Como entendió que Manuel no comprendía a dónde quería llegar, dio un resoplido, giró sobre sus talones y se marchó a su casa sin despedirse de su amigo.                                          

En cuanto entró a su estudio, decidió darle otra oportunidad al cuadro aunque sospechara que iba a llevarse una nueva decepción. Tomó un cuaderno de apuntes, en el que trazó varios bocetos, pero enseguida detuvo su mano porque no sabía cómo continuar. Pero de pronto le vino a la mente el paseo que acababa de dar por el parque y todo lo que allí había visto: árboles sin todas sus hojas y flores con pétalos de menos. En ese momento entendió lo que le estaba pidiendo el lienzo.

Cuando meses después se inauguró la exposición del Museo de Málaga, Pablo no encontraba las palabras con las que presentar su cuadro al jurado. Le correspondió subir a la tarima y se colocó delante de su obra, cubierta por una tela. Al descubrir la pintura, el jurado y el público enmudecieron antes de soltar una cadena de murmullos que se convirtieron en voces altisonantes por parte de algunos de los presentes, que encabezaban la opinión de que aquello era una tremenda chapuza, incluso una burla.

El pintor esperó a que se hiciera un poco de silencio antes de ponerse a hablar:

–Señoras y señores… –carraspeó–. Entiendo su asombro, y por eso les pido que me permitan ofrecerles una explicación: todos ustedes saben que, a comienzos de año, el Museo abrió la convocatoria para que los pintores malagueños que todavía no habíamos expuesto en estas salas, pudiésemos competir a la medalla de oro con uno de nuestros trabajos. Me inscribí, y durante meses probé las más diversas temáticas, sin que ninguna de ellas me convenciera, lo que me llevó a un estado de depresión que me empujaba a abandonar este maravilloso oficio. Gracias a Dios, tengo un buen amigo que logró sacarme del abatimiento. Solo precisé de un paseo por el jardín botánico en el que me di cuenta de que la Naturaleza, aun sin renunciar a sus leyes, es imperfecta. Y eso es lo que he plasmado en esta obra –se volvió para abrir la mano derecha ante el cuadro–: que no hay nada en el mundo que podamos calificar como perfecto o insuperable.
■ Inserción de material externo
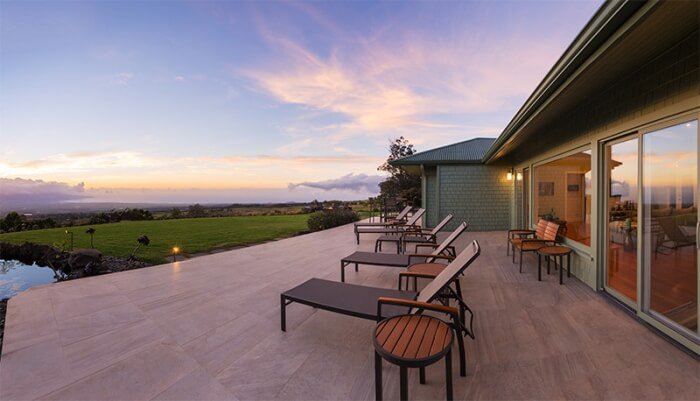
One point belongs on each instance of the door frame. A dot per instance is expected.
(605, 254)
Ningún espectador hizo ni dijo nada. Le miraban con la boca abierta sin imaginarse que aquel muchacho iba a convertirse en un artista universal.

Pablo Picasso no ganó aquella medalla de oro, pero decidió irse por su cuenta a París, en donde tenía previsto presentar de nuevo su obra para volver a probar suerte, sin imaginarse que aquel iba a ser el principio de su nueva vida.